Penjelasan cara kerja staking crypto — dari Ethereum staking, liquid staking, sampai staking di exchange. Return yang realistis dan risiko yang perlu.
Staking adalah cara mendapat yield dari crypto tertentu hanya dengan “menguncinya” untuk mendukung operasional blockchain. Ini adalah konsep yang berbeda dari trading — Anda tidak perlu jual beli untuk mendapat return.
Apa Itu Staking
Dalam blockchain Proof of Stake (seperti Ethereum, Solana, Cardano), validator mengunci sejumlah crypto sebagai “stake” untuk berpartisipasi dalam validasi transaksi.

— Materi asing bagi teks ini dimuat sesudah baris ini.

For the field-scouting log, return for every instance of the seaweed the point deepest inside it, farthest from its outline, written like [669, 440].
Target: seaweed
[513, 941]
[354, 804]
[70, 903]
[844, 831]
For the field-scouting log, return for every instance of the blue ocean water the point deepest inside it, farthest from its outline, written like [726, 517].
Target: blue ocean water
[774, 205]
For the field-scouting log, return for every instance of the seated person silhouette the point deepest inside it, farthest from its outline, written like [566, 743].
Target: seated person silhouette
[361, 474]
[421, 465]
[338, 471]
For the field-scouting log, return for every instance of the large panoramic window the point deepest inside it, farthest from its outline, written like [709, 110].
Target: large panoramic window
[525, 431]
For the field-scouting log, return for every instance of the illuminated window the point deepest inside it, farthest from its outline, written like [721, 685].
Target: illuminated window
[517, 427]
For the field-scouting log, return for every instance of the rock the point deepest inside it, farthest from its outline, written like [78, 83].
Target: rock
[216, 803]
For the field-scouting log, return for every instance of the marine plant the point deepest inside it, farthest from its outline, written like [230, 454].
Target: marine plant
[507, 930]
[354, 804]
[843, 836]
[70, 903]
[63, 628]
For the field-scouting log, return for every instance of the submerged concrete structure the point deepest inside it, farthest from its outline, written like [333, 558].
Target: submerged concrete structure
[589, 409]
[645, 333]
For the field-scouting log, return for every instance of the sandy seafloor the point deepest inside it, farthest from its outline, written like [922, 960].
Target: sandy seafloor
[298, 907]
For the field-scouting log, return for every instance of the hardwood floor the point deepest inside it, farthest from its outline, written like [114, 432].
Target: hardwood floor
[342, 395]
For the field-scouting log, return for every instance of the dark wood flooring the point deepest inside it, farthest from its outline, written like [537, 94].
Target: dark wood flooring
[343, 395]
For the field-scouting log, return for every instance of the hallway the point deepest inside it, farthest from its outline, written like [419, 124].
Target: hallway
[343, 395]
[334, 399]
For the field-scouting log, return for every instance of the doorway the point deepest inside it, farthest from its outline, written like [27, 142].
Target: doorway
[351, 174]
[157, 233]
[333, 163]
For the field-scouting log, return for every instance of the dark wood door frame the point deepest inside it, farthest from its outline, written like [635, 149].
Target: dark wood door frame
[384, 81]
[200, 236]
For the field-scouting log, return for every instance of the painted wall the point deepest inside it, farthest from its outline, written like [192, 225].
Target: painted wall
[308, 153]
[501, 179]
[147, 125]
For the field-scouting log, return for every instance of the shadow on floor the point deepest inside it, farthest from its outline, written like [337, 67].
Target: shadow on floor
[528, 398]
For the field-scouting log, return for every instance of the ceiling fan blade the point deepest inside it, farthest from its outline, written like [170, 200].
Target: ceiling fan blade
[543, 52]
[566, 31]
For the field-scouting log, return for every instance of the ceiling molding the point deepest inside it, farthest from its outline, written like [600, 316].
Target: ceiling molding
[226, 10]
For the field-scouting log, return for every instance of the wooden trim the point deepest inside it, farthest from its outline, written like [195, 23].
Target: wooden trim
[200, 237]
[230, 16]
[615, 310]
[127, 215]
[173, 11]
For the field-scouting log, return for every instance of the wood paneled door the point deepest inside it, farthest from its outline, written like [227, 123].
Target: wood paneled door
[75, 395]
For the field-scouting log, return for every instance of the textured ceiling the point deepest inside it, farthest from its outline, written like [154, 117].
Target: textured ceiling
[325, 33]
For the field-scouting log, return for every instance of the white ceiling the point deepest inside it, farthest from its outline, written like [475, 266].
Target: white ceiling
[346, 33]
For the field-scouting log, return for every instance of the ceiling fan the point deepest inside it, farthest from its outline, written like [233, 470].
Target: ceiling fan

Sebagai reward atas kontribusi ini, validator mendapat crypto tambahan — ini adalah “staking yield.”
Analoginya: Seperti deposito di bank — Anda “mengunci” aset Anda, dan sebagai reward mendapat bunga. Bedanya, staking mendukung operasional blockchain, bukan bank.
Cara Kerja: Tiga Metode Staking
Metode 1: Native Staking (Direct Validator)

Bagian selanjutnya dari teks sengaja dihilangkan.